Meditation can even change the neural pathways in our brains. The source cited a study that took brain scans of Tibetan monks who consistently meditated and found that the monks' brains had a higher level of activity in the pathways responsible for positive feelings and concentration.
In an article for The Globe & Mail, author Reva Seth cited studies that showed the health benefits of meditation. An article published in the Journal of Health Psychology found meditation lowers levels of cortisol, a type of stress hormone, in the body.
Other wellness benefits include improved sleep and less severe headaches, according to The Huffington Post Canada.
Seth believes that this research shows meditation should be a regular part of people's health and wellness routines.
"From a public-health perspective, Canada should be experimenting and implementing what research suggests is a cost-effective, non-invasive means of helping to address our national mental-health crisis," she wrote.
When dealing with a stressful day, meditating can ease anxiety. When practiced regularly, meditation can help you develop a more positive, healthier way of thinking.
How to add meditation to your life
Meditation is an accessible practice because it can be done anywhere, anytime, without any equipment and by people of all mobility levels.
There are many ways that you can add meditation to your life.
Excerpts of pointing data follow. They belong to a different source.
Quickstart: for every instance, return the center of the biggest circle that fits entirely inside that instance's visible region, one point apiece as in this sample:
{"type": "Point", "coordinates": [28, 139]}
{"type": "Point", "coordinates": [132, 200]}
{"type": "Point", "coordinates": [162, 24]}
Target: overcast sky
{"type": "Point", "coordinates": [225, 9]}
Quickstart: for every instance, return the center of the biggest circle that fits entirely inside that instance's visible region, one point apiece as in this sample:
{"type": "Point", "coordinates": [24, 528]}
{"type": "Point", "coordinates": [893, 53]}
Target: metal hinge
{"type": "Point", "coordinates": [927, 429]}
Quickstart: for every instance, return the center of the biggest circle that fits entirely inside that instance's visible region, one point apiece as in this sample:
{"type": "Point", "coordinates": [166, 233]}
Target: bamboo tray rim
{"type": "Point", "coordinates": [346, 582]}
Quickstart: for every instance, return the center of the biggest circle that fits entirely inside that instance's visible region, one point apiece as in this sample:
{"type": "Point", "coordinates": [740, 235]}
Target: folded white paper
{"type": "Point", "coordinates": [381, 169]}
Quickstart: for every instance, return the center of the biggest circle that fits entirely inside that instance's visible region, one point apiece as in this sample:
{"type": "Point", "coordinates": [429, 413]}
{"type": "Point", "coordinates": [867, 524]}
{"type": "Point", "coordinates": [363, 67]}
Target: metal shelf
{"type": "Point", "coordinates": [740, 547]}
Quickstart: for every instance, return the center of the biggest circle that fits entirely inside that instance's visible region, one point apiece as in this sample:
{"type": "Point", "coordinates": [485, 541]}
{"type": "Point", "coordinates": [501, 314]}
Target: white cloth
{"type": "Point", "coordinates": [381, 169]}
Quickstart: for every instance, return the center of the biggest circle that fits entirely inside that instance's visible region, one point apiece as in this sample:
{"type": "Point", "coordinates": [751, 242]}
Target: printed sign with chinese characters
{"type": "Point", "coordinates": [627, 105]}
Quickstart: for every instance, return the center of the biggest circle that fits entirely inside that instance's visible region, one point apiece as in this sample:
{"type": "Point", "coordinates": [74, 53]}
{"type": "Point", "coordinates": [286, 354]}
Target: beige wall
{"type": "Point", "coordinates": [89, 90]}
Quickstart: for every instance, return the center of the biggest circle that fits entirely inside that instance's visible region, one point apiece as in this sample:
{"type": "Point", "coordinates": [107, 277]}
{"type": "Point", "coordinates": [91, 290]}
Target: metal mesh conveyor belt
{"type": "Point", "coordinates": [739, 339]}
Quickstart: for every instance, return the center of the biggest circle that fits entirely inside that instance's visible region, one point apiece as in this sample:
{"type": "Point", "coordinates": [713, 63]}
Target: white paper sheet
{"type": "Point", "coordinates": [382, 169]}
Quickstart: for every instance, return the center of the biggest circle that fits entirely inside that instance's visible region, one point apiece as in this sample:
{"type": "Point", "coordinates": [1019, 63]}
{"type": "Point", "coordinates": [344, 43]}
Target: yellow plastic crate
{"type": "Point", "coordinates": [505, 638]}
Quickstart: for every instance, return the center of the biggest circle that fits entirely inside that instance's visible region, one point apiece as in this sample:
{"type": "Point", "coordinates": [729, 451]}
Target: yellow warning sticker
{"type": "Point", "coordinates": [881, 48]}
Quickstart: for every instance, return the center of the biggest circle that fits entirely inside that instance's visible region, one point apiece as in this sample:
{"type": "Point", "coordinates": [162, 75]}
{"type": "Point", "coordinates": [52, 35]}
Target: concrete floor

Here are some ideas:
In the morning: Meditating in the morning helps you start your day off on the right foot. If you practice every day, it can quickly and easily become part of your getting-ready routine. If you're not a morning person, you could meditate before you go to bed as part of your wind-down ritual.
Through yoga: Yoga is a wellness practice that also has great mental and physical health benefits. You can do simple yoga practices that focus on slow, steady breathing, which is an important aspect of meditation. For more information, check out our blog post, "What's the Deal with Yoga?"
At work: Work is one of the biggest sources of stress and anxiety for many people. On your lunch or coffee break, meditate for 5-10 minutes. Your office may have wellness facilities where you can find a quiet room to reflect. If not, just sitting and meditating outside or in a nearby park can work wonders to give you a boost of energy and positive emotions.
"Be conscious of the speed of your breaths, taking in and letting out air slowly and steadily."
Tips for meditating
Find a quiet, calm space to meditate in, ideally free of distractions. If you need help calming your mind, you can listen to soothing music. Sitting with your legs crossed and your arms resting on your knees, palms facing upward, is a common meditation position, but you can sit in any way that is comfortable.
Close your eyes and breathe deeply. Be conscious of the speed of your breaths, taking in and letting out air slowly and steadily.
The most important thing is to not become frustrated with yourself! You're only human, and it's natural to have distracting thoughts. Simply let these thoughts pass and re-center yourself.
Start small with your meditation. Begin your practice by meditating for just a few minutes, and then work your way up to meditating for longer, if you wish.
Using meditation apps
There are many innovative smartphone apps on the market that can support your meditation practice. A few popular ones are:
- Headspace: Has a variety of guided sessions including those targeted to improving sleep and reducing stress, as well as "SOS exercises" that can help calm your mind in anxious moments that arise suddenly.
- The Mindfulness App: Designed to suit all levels of meditators, from first-timers to life practitioners. Includes silent, timed and guided sessions and a five-day introduction program to mindfulness.
- Calm: Features a diverse array of guided meditations, including those tailor-made for commutes. Focused on reducing anxiety, creating feelings of peace and improving sleep.
The benefits make it clear that meditation should be a part of every person's health and wellness routine. With these tips, you can get started on your meditation journey today.